腸内からの栄養吸収が悪くなったり、また体内のビタミンやミネラルの不足が原因です。
現代人では、食生活に偏りがあることや、食品自体(特に野菜)が含む栄養素の量が激減しているため、食べているようでも栄養素が不足する状況が発生しています。
このことにより分子レベルでの体の機能不全が発生し、その状態が長期化することで病気へと移行してしまうのです。

歯周病がもたらす全身の病気

近年病気の実態が詳しく解明されるようになり、歯周病が感染源として様々な全身の病気に関わっていることがわかってきています。
歯周病が発生している歯ぐきの溝の中では、細菌が作り出す毒素や細菌自体の組織内への侵入に対抗して、免疫システム働き体を守ろうとします。
この免疫システムでは、炎症が起こっているところで炎症性サイトカインが作られます。
たとえばこの炎症性サイトカインが血液により運び出されると、血糖値を下げる働きをするインスリンの作用を妨げるため、血糖値のコントロールがうまくできなくなり糖尿病が悪化するのです。

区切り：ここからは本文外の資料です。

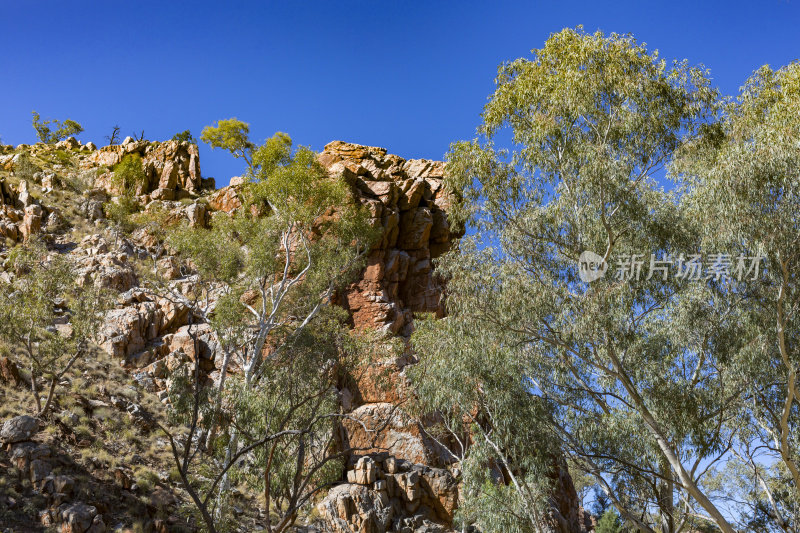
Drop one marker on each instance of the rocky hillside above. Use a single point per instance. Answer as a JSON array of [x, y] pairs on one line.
[[99, 462]]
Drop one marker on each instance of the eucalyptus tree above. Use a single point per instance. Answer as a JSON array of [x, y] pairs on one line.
[[47, 317], [273, 267], [620, 368], [743, 192]]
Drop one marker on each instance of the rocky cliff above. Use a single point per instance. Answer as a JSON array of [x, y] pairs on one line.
[[402, 479]]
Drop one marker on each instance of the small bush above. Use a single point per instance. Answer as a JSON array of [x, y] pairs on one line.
[[61, 130], [184, 136], [122, 210], [63, 157]]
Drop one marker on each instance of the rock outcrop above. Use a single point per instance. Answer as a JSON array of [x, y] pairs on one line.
[[169, 167], [384, 494], [406, 199]]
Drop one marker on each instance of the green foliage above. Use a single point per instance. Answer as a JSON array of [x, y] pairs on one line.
[[609, 522], [186, 136], [275, 268], [591, 119], [44, 289], [52, 131], [129, 175], [232, 135], [121, 211], [24, 169], [128, 179], [743, 193]]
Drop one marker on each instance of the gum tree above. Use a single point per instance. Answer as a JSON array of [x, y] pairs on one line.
[[43, 293], [743, 192], [52, 131], [619, 368], [267, 273]]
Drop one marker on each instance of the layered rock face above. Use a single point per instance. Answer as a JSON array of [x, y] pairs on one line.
[[385, 494], [169, 166], [406, 199]]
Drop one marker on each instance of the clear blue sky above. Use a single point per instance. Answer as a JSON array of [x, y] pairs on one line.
[[409, 76]]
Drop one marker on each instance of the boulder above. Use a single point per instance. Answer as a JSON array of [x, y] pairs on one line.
[[19, 429]]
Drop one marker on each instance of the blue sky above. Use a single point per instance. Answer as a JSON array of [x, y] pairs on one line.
[[409, 76]]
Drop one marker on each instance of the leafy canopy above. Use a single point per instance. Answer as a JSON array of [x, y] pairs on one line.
[[52, 131]]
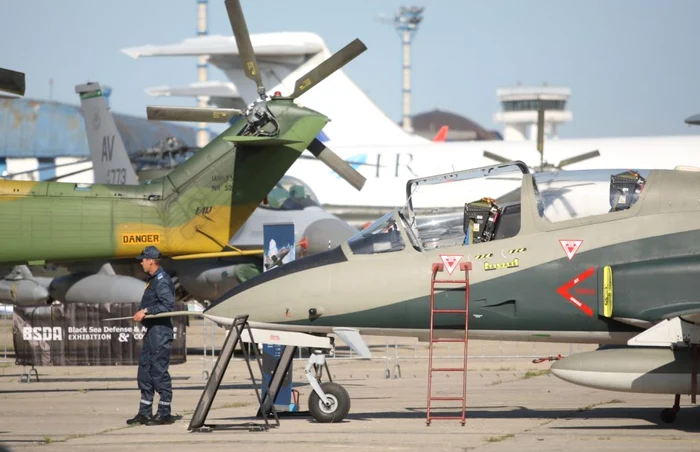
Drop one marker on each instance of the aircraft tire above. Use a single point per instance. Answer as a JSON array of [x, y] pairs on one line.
[[340, 404]]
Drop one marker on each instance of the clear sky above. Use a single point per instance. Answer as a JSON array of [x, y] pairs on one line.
[[631, 65]]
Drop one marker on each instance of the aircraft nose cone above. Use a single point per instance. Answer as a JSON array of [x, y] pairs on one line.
[[327, 233]]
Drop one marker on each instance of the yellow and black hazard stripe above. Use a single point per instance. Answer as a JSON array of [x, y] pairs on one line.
[[483, 256]]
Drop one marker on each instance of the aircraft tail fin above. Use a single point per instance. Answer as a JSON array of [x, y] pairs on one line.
[[111, 164], [441, 135]]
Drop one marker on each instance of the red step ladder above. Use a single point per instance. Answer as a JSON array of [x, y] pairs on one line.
[[439, 267]]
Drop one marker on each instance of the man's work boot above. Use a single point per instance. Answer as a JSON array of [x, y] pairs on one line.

また、歯周病により侵入した細菌や歯周病関連物質が血流で運ばれ、動脈内のアテローム(粉瘤)内に侵入ることにより、そこが免疫応答の舞台となります。
これによりアテローム状態を増悪化させ、動脈硬化を重症化させるとともに、虚血性心疾患を起こすなどの症状へと進行させてしまいます。
この結果、いわゆるメタボリックドミノが起こってしまうのです。

歯周病の診断と対処

「リンゴをかじると血が出ませんか」と言うフレーズの宣伝は50年ほど前のものですが、歯周病は生活習慣病で大変ゆっくりと進む慢性疾患であるため、ほとんどの方が重症化するまで気づきません。
もっとも簡便な病気の検査方法は歯科医院で歯周ポケットの深さと出血状態を確認することです。
それに伴いレントゲン写真を撮影することも有効です。
歯周病が進行すると歯を支える骨が壊れますから、その様子を確認すれば病状がわかります。
もし問題があれば、お口の衛生状態を改善し、歯周ポケット内部の細菌を取り除くことで中程度までの歯周病は改善できます。
万一進行していた場合でも、外科処置を併用すれば改善が可能な場合もあります。
まずは自分の状態の確認が第一、しっかりとした検査を歯科医院で受診されることがあなたの体を守ることに繋がります。